The end of spring term, for many Carleton students, means sundresses and Wednesday night island parties. For the school’s admissions department, however, April and May represent a conclusion to all of their efforts from throughout the year. The admissions office plays a crucial role as it makes tough decisions to determine the future of the student body and is central in publicizing the school nationally and internationally. After sifting through thousands of applications from November to March, the admissions office now reaps the fruit of their labors as accepted students have responded to the school for the class of 2012.
And it’s been good news for the school. With one of the biggest high school graduating classes in history, there was a 2% increase in the number of applicants as the pool rose to 4950 applicants. Accepted students are coming from 40 states and 16 foreign countries. As of now, excluding students yet to be accepted from the waitlist, there will be 496 students, 250 men and 246 women,with 21% of those students coming from multicultural background and 7% of new students coming from foreign countries. While the admissions office has a target of about 490 students for the class of 2012, other schools’ waitlist activity will affect Carleton’s class size. In addition, the admissions office is still waiting for more deposits to come in, which would increase the number of students for next year’s freshman class.

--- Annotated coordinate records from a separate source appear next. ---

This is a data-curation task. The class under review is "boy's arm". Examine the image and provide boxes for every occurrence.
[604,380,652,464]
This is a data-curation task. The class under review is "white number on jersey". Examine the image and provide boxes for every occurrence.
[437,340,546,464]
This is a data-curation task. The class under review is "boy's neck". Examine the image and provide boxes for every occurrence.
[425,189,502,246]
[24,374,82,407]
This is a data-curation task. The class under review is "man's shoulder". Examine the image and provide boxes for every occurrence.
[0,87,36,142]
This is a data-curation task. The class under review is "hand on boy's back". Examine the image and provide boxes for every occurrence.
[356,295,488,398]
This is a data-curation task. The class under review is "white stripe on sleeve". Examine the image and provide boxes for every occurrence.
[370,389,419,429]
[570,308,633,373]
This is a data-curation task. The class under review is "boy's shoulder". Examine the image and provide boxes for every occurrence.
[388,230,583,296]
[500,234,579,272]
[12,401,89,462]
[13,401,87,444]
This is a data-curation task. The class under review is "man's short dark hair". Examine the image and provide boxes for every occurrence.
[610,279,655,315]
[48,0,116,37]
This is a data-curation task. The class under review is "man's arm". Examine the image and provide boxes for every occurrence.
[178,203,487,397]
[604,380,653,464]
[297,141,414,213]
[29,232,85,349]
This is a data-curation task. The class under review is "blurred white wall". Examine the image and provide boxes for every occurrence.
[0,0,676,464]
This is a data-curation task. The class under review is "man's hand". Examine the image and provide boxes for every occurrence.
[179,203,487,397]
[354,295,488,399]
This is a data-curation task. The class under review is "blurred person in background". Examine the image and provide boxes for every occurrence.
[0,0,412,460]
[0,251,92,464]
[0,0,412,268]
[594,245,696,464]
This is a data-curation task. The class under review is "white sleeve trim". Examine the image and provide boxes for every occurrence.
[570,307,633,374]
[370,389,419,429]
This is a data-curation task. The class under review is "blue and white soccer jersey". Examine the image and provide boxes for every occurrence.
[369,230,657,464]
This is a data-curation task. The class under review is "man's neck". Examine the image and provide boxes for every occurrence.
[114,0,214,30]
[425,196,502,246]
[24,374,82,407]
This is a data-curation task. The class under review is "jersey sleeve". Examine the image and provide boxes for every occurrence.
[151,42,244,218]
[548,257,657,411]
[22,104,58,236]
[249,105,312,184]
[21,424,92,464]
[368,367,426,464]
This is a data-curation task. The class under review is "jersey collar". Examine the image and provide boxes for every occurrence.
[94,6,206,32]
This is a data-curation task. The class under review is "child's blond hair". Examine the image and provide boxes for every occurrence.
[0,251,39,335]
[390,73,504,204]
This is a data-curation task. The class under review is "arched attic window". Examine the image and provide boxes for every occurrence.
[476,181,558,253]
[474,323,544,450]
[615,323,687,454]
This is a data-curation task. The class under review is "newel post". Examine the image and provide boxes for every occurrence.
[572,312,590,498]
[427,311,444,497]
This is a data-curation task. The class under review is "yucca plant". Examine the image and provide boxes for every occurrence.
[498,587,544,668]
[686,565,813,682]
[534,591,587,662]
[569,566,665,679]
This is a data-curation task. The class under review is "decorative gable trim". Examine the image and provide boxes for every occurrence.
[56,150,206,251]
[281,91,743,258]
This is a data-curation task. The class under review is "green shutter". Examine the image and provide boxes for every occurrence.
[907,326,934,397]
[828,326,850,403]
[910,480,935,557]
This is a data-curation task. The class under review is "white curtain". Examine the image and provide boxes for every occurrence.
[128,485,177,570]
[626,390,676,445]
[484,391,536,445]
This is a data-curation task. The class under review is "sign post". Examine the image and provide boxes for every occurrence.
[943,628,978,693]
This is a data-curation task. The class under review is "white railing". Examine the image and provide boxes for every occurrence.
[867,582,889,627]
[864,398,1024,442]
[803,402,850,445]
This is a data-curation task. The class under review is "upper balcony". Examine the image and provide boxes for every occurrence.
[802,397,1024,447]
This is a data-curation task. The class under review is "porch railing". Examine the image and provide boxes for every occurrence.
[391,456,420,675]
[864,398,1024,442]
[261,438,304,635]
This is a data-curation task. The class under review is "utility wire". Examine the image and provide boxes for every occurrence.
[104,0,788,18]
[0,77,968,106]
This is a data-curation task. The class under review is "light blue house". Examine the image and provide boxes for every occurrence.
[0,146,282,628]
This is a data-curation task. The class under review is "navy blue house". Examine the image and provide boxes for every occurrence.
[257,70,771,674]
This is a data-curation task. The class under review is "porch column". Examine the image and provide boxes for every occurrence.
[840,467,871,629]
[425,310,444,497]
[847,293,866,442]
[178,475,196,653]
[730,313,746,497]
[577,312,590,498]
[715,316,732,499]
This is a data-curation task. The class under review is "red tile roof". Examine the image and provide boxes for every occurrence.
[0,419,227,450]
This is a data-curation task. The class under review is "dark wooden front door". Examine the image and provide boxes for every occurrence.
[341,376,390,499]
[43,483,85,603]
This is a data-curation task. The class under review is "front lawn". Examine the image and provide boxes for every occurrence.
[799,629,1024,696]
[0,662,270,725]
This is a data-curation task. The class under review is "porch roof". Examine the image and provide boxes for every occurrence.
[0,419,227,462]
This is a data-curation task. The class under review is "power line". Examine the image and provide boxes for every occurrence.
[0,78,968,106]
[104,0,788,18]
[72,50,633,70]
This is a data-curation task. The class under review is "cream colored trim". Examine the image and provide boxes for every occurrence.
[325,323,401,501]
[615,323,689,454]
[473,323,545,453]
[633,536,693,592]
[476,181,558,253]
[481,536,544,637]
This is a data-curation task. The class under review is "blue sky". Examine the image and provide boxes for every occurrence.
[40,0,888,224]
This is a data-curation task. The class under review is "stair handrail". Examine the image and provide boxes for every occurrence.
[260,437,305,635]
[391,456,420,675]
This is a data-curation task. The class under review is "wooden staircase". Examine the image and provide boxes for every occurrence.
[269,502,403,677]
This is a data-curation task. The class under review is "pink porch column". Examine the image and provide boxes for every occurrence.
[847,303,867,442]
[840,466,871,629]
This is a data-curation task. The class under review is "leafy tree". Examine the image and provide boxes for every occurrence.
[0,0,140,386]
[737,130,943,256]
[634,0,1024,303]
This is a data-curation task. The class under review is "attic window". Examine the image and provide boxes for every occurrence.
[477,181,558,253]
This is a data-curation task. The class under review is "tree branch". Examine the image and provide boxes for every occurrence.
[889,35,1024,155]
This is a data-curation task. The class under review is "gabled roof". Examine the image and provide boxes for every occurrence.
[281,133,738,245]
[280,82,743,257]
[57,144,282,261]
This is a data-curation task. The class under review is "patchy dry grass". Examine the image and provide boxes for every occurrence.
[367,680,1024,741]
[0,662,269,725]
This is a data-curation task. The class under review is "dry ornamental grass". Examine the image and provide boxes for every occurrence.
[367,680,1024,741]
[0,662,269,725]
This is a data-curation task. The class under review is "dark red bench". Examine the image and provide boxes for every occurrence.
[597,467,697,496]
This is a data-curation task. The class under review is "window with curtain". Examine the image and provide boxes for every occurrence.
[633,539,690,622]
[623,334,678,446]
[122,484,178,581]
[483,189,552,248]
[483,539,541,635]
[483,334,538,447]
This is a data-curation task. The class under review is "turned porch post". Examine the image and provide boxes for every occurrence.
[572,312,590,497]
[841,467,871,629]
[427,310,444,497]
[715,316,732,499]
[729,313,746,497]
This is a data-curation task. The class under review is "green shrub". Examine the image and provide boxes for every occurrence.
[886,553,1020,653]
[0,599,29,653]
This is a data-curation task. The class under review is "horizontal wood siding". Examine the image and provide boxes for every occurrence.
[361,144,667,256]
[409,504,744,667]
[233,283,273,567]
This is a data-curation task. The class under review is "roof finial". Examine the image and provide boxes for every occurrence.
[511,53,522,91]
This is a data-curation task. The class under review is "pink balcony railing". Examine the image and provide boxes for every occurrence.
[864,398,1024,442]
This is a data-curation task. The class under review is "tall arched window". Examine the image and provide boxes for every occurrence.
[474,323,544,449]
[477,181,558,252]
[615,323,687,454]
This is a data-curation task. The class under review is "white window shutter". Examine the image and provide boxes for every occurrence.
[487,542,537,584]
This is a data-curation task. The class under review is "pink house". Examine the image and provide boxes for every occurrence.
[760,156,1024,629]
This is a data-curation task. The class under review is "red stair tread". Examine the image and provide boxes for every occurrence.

“We did not see anything dramatic in our applicant pool as a result of this being a bigger high school graduating class, nor did it alter the admission office’s approach in recruitment or selection,” said Paul Thiboutot, Dean of Admissions. “We just braced for larger numbers of applicants.”
While many of the trends held steady in terms of geographic and multicultural draw in the applicant pool, the number of international students applying who did not need financial aid doubled from about 50 applicants last year to 100 applicants this year. The number of accepted students who applied early decision also increased. According to Thiboutot, “The consensus among the admission staff is that it has gotten progressively more difficult to gain admission in each of the last three years. The objective measures of quality like course selection in high school, GPA and class rank and standardized testing all are inching up a bit, as well as the array of talents which student applicants bring to the table.”
“On a comparative basis this seemed a more competitive class for admission,” said Thiboutot. “I hope this is a sign for the future, because we do want to attract the most talented group of students to pursue study at Carleton.”
While the class of 2012 is comfortably settled, the admissions staff will stay busy throughout the summer preparing for next years’ efforts. In the fall, the hectic schedule will start up again for an office with never-ending responsibilities.